I have implemented one possible solution to the problem. I chose to use C++ because it is the language I prefer to use in interviews. Python makes things too easy. IMHO interviewers will want to see your implementation skills, and C++ is the way to do that. Of course, this will vary on a case-by-case basis. Some companies mainly use Python and will want to interview you in Python, for instance.

### Approach 1: BFS

This solution was suggested in the Hints. The idea is to think of the numbers as a graph, where each number is a node and there are edges connecting each node \(x\) to \(x/2\) if \(x\) is even, or to \(x + 1\) and \(x - 1\) if \(x\) is odd. We can then perform a BFS (Breadth-First Search) on the graph to find the length of the shortest path from \(n\) to \(1\).
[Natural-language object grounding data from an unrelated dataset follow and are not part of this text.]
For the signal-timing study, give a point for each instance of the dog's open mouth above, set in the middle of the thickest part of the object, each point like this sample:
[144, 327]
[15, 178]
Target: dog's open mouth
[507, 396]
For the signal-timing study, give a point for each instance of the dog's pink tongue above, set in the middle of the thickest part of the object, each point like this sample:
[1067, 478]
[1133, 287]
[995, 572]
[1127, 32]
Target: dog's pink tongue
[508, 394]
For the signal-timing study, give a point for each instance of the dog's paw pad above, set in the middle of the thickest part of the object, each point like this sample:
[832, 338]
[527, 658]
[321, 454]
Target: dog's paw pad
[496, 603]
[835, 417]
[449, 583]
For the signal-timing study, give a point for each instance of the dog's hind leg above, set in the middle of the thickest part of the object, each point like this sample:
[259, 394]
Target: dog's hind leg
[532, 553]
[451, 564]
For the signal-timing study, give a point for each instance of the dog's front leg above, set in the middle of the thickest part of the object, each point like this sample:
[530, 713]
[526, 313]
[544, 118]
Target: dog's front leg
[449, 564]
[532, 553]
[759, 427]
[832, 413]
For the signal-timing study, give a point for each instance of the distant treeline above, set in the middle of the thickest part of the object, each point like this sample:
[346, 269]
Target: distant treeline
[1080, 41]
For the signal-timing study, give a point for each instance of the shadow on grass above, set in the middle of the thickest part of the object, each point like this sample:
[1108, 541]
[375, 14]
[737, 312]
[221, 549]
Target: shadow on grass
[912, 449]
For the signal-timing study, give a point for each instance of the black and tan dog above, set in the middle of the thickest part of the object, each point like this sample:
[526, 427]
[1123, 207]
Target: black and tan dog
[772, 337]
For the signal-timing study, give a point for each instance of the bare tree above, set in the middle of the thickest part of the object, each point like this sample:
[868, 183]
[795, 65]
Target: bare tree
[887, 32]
- Time complexity: \(O(n)\) – we can only encounter numbers in the range \([1, 2n]\) since if you reach \(2n\), you wasted a bunch of steps because \(2n\) can just be divided by \(2\) to get \(n\). Since we never visit the same number twice, the time complexity is \(O(2n) = O(n)\)
- Space complexity: \(O(n)\) – same reason as above.

```
class Solution {
public:
int integerReplacement(int n) {
// Queue for BFS -- each pair holds a number `x` and the number
// of steps it is from `n`. we use `long long` to account for the
// edge case when `n == INT_MAX`. Note that as we pop nodes from
// and add nodes to this queue, the number of steps gradually
// increases. Furthermore, note that we are guaranteed to visit all nodes
// that are `k` steps from `n` before any nodes that are `k + 1` steps
// from `n`.
queue<pair<long long, int>> q;
// Visited set -- holds numbers that have already been encountered.
// Numbers enter this set when they are first encountered by the
// algorithm. We do not want to revisit these numbers because we only
// care about the minimum number of steps to visit them.
unordered_set<long long> visited;
// The queue starts with `n` at 0 steps, and `n` is visited to begin with.
q.push({n, 0});
visited.insert(n);
// BFS loop.
while (!q.empty()) {
// Retrieve the next `x` and `steps` from the queue.
long long x;
int steps;
tie(x, steps) = q.front(); // See std::tie
q.pop();
// We solved the problem -- return the number of steps.
if (x == 1) return steps;
if (x % 2 == 0) {
// If x is even, the only node connected to it will be `x/2`
if (visited.find(x / 2) == visited.end()) {
// Make sure to record that `x/2` is visited.
visited.insert(x / 2);
// Add `x/2` with one more step than `x`.
q.push({x / 2, steps + 1});
}
} else {
// Same as above, except we now have `x + 1` and `x - 1`
if (visited.find(x + 1) == visited.end()) {
visited.insert(x + 1);
q.push({x + 1, steps + 1});
}
if (visited.find(x - 1) == visited.end()) {
visited.insert(x - 1);
q.push({x - 1, steps + 1});
}
}
}
// If for some reason no solution was found.
return -1;
}
};
```

### Alternate Approaches

If you look at the discussions on the original LeetCode problem, you will see references to dynamic programming (DP) and recursion. These certainly work too.